The end of the 19th and the beginning of the 20th centuries brought to light exceedingly important discoveries by archeologists on the continent of Asia. For the first time Asia appeared to the students of the distant past as a land where complex events had occurred which were related to the beginnings of the human race and where cultures, frequently high cultures, had come into being, displaced each other, and left profound imprints on world history.
The countries in which these discoveries were made are lands related to the general concept of the Far and Near East: India, Mesopotamia, Palestine, in the west; and China, Japan, parts of Korea, Indochina, and the Malayan Archipelago in the east.
All that lay deeper within Asia, to the north and east of China and India, however, in one way or another remained outside the image of world history during its earliest stages as viewed by the majority of scholars and people in general.

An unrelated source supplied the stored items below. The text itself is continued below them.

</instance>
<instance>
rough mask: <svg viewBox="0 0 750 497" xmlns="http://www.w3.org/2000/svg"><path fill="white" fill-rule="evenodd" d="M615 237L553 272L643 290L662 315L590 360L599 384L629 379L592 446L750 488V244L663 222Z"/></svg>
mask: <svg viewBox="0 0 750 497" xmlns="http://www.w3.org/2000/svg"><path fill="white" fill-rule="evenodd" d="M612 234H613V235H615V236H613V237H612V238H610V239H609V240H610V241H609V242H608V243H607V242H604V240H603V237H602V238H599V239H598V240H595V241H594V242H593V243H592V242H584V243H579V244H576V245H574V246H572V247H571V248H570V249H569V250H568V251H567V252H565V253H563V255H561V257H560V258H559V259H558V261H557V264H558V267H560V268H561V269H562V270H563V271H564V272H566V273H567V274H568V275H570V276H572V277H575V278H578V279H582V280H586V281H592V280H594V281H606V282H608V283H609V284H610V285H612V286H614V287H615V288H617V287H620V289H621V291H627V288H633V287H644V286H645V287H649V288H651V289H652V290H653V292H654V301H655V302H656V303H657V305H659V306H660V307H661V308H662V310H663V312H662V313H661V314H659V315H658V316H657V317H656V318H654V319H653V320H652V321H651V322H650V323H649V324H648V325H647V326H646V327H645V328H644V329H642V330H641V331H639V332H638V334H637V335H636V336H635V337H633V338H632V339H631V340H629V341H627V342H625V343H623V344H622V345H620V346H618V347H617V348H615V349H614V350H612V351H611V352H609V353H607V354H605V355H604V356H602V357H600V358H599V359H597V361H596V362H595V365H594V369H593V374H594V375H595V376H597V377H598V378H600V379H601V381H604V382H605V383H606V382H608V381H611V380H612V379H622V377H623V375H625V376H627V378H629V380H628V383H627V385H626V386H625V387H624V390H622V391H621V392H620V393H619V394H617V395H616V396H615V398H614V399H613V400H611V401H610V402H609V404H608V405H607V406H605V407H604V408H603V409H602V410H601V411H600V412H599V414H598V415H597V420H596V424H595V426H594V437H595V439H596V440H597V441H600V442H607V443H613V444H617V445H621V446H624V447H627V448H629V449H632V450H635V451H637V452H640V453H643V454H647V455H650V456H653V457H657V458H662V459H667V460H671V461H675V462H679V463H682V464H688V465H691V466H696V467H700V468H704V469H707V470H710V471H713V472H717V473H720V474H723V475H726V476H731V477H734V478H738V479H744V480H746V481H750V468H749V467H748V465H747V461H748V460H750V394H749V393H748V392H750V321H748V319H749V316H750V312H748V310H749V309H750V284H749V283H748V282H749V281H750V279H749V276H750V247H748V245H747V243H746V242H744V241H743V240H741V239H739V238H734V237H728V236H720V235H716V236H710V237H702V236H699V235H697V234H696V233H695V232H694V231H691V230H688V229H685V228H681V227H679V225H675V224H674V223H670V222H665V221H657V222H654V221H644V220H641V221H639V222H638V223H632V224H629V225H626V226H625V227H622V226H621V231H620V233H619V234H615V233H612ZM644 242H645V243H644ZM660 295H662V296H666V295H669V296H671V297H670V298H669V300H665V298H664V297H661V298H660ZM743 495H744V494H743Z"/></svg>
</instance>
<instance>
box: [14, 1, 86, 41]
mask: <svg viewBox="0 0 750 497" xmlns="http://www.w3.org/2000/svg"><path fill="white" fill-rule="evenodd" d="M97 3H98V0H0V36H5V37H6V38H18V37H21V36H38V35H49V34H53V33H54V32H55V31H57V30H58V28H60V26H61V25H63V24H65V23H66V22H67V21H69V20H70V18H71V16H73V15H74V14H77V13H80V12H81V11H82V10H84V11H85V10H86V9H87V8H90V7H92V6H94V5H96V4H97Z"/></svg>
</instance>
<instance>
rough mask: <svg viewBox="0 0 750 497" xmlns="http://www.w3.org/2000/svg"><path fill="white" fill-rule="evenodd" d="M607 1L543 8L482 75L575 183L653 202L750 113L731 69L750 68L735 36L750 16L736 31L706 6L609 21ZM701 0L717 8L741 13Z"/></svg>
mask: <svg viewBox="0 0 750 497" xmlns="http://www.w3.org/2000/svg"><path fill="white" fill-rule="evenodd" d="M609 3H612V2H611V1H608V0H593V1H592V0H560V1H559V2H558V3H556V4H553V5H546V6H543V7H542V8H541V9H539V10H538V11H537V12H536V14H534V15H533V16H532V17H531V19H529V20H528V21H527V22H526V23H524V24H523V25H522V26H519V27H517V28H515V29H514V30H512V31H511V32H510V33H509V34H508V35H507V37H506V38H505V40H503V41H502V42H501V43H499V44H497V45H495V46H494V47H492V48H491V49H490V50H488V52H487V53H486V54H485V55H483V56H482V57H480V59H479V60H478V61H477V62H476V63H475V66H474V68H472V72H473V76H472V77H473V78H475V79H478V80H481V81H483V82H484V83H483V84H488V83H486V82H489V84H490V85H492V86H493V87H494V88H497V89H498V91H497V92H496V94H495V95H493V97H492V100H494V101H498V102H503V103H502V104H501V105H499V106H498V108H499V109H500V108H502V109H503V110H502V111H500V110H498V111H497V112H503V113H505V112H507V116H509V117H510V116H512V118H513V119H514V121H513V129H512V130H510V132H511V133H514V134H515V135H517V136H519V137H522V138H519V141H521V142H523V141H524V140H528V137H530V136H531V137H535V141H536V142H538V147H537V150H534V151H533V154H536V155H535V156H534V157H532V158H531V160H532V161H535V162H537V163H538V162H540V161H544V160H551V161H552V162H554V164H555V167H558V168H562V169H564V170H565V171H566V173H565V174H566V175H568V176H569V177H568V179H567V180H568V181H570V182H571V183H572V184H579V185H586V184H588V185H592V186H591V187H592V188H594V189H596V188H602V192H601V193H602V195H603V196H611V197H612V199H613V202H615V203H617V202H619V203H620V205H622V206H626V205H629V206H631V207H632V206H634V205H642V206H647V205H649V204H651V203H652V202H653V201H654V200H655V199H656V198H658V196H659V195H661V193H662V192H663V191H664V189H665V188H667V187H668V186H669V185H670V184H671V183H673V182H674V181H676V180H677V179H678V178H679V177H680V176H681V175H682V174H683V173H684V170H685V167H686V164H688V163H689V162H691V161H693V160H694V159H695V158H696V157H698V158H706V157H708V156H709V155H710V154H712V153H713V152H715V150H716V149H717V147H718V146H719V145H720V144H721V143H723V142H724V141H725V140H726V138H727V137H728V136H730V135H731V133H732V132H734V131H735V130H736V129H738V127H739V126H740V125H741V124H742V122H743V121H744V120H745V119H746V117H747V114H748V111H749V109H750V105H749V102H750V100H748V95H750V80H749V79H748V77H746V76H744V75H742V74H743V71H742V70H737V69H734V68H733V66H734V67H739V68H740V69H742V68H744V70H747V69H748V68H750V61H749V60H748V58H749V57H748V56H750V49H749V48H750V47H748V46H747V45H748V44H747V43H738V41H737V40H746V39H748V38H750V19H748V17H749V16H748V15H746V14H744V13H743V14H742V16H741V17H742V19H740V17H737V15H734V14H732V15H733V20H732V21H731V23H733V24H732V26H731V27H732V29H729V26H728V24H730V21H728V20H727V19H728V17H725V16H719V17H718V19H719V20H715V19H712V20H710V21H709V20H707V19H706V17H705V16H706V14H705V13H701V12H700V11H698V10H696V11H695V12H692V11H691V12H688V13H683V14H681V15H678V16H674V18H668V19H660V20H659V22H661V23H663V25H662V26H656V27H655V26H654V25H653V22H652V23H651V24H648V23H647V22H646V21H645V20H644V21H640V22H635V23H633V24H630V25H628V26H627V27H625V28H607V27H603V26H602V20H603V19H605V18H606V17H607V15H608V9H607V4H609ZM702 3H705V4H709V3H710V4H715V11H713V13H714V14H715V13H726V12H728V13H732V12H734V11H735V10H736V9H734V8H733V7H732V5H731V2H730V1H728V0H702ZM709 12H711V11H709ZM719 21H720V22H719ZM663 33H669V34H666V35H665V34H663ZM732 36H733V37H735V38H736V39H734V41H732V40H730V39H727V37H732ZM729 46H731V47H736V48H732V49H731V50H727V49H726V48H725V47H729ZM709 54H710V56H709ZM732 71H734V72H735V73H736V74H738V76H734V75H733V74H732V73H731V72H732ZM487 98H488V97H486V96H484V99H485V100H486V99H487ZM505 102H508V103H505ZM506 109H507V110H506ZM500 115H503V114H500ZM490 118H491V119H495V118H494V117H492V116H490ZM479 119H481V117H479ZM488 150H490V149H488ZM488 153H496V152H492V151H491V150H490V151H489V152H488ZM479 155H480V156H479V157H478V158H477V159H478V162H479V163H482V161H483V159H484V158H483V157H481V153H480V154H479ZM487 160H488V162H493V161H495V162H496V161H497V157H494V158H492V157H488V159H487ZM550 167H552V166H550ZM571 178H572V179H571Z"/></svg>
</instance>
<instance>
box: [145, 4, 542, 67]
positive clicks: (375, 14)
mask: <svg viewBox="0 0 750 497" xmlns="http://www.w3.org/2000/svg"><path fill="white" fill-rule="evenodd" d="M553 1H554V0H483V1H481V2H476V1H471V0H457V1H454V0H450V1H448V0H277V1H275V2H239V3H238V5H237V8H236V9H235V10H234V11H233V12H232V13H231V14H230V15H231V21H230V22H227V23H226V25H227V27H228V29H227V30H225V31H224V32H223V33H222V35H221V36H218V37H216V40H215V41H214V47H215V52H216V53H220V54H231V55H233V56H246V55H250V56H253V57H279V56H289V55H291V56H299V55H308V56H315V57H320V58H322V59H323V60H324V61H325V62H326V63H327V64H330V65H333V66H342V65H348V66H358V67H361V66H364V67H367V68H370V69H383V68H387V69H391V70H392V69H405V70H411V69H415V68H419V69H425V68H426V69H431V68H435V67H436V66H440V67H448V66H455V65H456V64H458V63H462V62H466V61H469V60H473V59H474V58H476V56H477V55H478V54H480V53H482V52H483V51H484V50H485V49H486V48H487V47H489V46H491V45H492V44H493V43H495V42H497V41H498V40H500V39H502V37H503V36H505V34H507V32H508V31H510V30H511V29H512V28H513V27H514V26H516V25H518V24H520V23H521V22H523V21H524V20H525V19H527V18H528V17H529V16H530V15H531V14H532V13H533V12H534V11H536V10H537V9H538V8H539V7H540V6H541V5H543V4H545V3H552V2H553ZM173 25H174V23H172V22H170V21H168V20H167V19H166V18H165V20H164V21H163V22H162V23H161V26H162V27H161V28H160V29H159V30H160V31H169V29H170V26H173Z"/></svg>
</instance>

History, it would seem, had actually halted before the high barriers of the mountain ranges, these grandiose mountainous structures and the lands which partitioned off the world of the high agricultural cultures of the Near and Far East as known to European scholarship. Actually, however, beyond these frontiers there existed a world of history which, although unknown, was just as great.
Even a desultory glance at a physical map of the continent of Asia allows a graphic view of this frontier, allows us to sense and realize its grandiose dimensions, hence to conceive its very real effect on the course of the historical development of those who during antiquity lived here behind these natural and historical barriers in the very depths of the continent.